Neal Slavin. O fotógrafo que voltou a apaixonar-se por Portugal… 50 anos depois

Neal Slavin, na ribeira do Porto (Foto: Carlos Oliveira/Global Imagens)

Em 1968, Neal Slavin veio para fotografar arqueologia. Mas foram as pessoas que o atraíram. Meio século depois voltou - várias vezes - e acompanhámo-lo no regresso a alguns locais que o marcaram, enquanto preparava um livro, uma exposição e um documentário sobre o Portugal de hoje. As imagens desses dois países podem ser vistas na Galeria WOW, em Vila Nova de Gaia, a partir de 17 de março.

“Não estou triste, não tenho saudades de nada, não tenho doenças, as minhas filhas estão bem.” Paula Cristina Viana responde às perguntas de rajada, a sorrir, o olhar a dançar entre as várias pessoas que tem à frente. O marido, Rui, vai atendendo um cliente e deitando o olho a toda aquela azáfama. Às vezes solta uma piada mas na maior parte das ocasiões está apenas a assistir. Ao fim de uns minutos, porém, também ele fica com os olhos molhados quando a mulher se emociona.

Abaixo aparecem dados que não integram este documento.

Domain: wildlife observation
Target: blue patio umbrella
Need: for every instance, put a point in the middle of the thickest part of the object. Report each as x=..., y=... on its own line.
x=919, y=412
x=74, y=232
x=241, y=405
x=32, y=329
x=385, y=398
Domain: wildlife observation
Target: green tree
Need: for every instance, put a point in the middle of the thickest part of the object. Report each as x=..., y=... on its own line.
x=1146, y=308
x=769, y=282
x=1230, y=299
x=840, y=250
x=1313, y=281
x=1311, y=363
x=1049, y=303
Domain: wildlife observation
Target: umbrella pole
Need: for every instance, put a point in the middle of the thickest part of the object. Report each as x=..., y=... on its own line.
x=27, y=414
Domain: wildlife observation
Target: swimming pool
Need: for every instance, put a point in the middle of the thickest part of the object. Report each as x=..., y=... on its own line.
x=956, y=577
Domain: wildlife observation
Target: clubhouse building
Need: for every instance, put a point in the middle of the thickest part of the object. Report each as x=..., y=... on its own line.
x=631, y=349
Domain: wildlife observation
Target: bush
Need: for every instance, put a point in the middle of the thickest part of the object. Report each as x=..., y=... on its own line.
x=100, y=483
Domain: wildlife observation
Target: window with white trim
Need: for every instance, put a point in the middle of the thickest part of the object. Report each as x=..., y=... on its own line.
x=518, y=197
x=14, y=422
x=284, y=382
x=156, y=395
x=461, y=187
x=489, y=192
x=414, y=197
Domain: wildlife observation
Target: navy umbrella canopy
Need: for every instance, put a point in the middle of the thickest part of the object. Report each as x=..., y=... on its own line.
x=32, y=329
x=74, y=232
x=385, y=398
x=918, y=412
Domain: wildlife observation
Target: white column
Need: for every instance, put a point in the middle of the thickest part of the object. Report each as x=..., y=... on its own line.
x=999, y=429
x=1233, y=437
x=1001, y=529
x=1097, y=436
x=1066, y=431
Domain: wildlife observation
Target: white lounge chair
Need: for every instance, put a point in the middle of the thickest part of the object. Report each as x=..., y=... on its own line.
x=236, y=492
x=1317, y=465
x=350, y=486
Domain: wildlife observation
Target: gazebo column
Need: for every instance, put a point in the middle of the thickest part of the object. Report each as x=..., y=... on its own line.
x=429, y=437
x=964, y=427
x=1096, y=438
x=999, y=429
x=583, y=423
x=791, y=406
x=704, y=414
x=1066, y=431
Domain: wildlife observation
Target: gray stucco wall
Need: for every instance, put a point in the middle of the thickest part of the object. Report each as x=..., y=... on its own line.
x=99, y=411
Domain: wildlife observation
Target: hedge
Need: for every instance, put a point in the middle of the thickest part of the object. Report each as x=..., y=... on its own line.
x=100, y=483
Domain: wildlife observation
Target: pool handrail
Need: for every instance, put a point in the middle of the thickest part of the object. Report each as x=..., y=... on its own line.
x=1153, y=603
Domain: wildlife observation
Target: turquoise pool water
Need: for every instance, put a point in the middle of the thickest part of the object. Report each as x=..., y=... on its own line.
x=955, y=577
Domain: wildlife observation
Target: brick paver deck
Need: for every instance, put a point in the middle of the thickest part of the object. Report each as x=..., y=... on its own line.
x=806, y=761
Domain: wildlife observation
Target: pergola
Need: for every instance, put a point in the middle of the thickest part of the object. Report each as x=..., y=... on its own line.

As perguntas mudaram, o nervoso miudinho passou e, afinal, Paula até tem saudades. E sente falta de alguém.

Do outro lado da banca de fruta e legumes do casal, a produtora Sofia Noronha vai traduzindo para português as perguntas que Neal Slavin lhe vai segredando em inglês. Com calma, muita calma. Ao lado, o diretor de fotografia Pedro Coelho orienta o operador de câmara para focar o plano no rosto de Paula e aguardar. O tempo que for preciso. Não há silêncios incómodos. Não há tempo de espera demasiado longo. Se Sofia sente um ligeiro toque no braço, deixa de fazer perguntas e aguarda respostas. Se sente um empurrão no cotovelo, é sinal de que deve insistir.

Atrás da produtora, a controlar as operações – e as perguntas sussurradas e os toques no braço – Neal Slavin vai dando indicações. Estamos em outubro de 2016, no mercado do Bolhão, no Porto, antes de o edifício histórico entrar em obras, e o fotógrafo americano de 75 anos está a realizar um documentário. Sobre a saudade, “esse sentimento tão português que junta melancolia, nostalgia e alguma solidão”, diz ele. E sobre Portugal. E sobre os portugueses – como Paula e o marido. E sobre o que é o país agora em comparação com o que era há 50 anos, quando Neal o fotografou pela primeira vez.

Neal Slavin na ribeira do Porto
(Foto: Carlos Oliveira/Global Imagens)

Em 1968, com 27 anos, o jovem fotógrafo aterrou em Portugal com uma bolsa Fulbright do Institute of International Education. Queria fotografar arqueologia e o destino original era Itália, mas, com tantos bolseiros naquele país, foi demovido. “‘Se gostas desse tema, porque não vais para Portugal?’ Fizeram-me a pergunta e eu não gostei muito. Porque haveria de ir para um país que tem um ditador? Mas vim. E não me arrependo.” Na verdade, aquela haveria de se revelar uma das decisões mais marcantes da sua vida profissional.

Chegou a fotografar o que gostava e trabalhou nas ruínas romanas de Conímbriga, onde conheceu o arqueólogo Jorge Alarcão, de quem acabou por se tornar amigo. Mas foram outras as fotografias que lhe deram notoriedade: Neal começou a fotografar pessoas. Nas ruas, nos cafés, nos transportes. E isso era uma coisa estranha no Portugal do final da década de 1960.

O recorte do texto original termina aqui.